# Summary
This notebook generates random samples of 100 comments from each dataset.

The comments are pulled at random (with a seed for reproducability) and there are no common samples between any one dataset, i.e. comments are chosen without replacement. 

The samples are placed into a subfolder in '/samples/{dataset_name}'. For example, a comment in the `no_attachment` dataset might be found in '/samples/no_attachment/sample1'.

In [8]:
import numpy as np
import pandas
import random
import shutil

### Generating dataset samples
The codeblock below imports all 5 datasets created in the previous notebooks.
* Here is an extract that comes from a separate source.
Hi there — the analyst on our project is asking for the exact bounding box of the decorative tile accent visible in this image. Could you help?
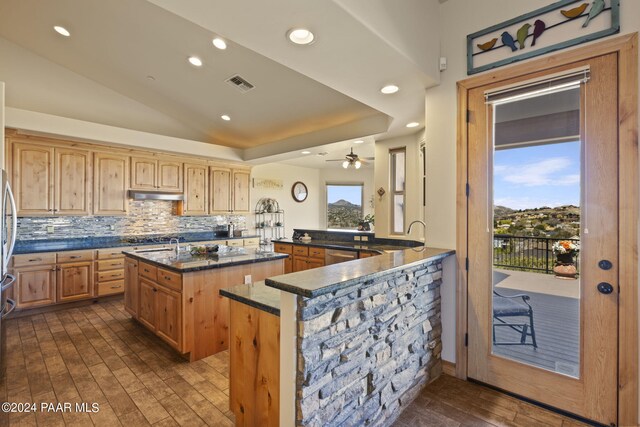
[17,200,246,240]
Next, in the codeblock below that, a function is set up to generate 3 samples of 100 comments for each dataset passed in. The codeblock then saves these 3 samples to a spreadsheet where each sheet is different samples.

In [9]:
# Import the datasets from the Meta Analysis notebook.
data_cleaned = pandas.read_json('./data/data_cleaned.json', orient='records', dtype='false')
has_attachment = pandas.read_json('./data/has_attachment.json', orient='records', dtype='false')
no_attachment = pandas.read_json('./data/no_attachment.json', orient='records', dtype='false')

In [10]:
def save_to_spreadsheet(samples_array, dataset_name):
    # Save the samples to a spreadsheet named dataset_name_samples in a directory of the same name. 
    # E.g., has_attachment samples are saved to `./sample/has_attachment/has_attachment_samples.xlsx`.
    writer = pandas.ExcelWriter("./samples/" + dataset_name + "/" + dataset_name + "_samples.xlsx")

    # Write each sample of 100 comments to a separate sheet in the spreadsheet
    samples_array[0].to_excel(writer, sheet_name="sample 1")
    samples_array[1].to_excel(writer, sheet_name="sample 2")
    samples_array[2].to_excel(writer, sheet_name="sample 3")

    writer.save()
    writer.close()

In [11]:
def generate_samples(dataset, dataset_name):
    samples = dataset.sample(n=300, random_state=24996236)
    samples_array = np.split(samples, 3)
    
    # Save the samples to a spreadsheet after generating them 
    save_to_spreadsheet(samples_array, dataset_name)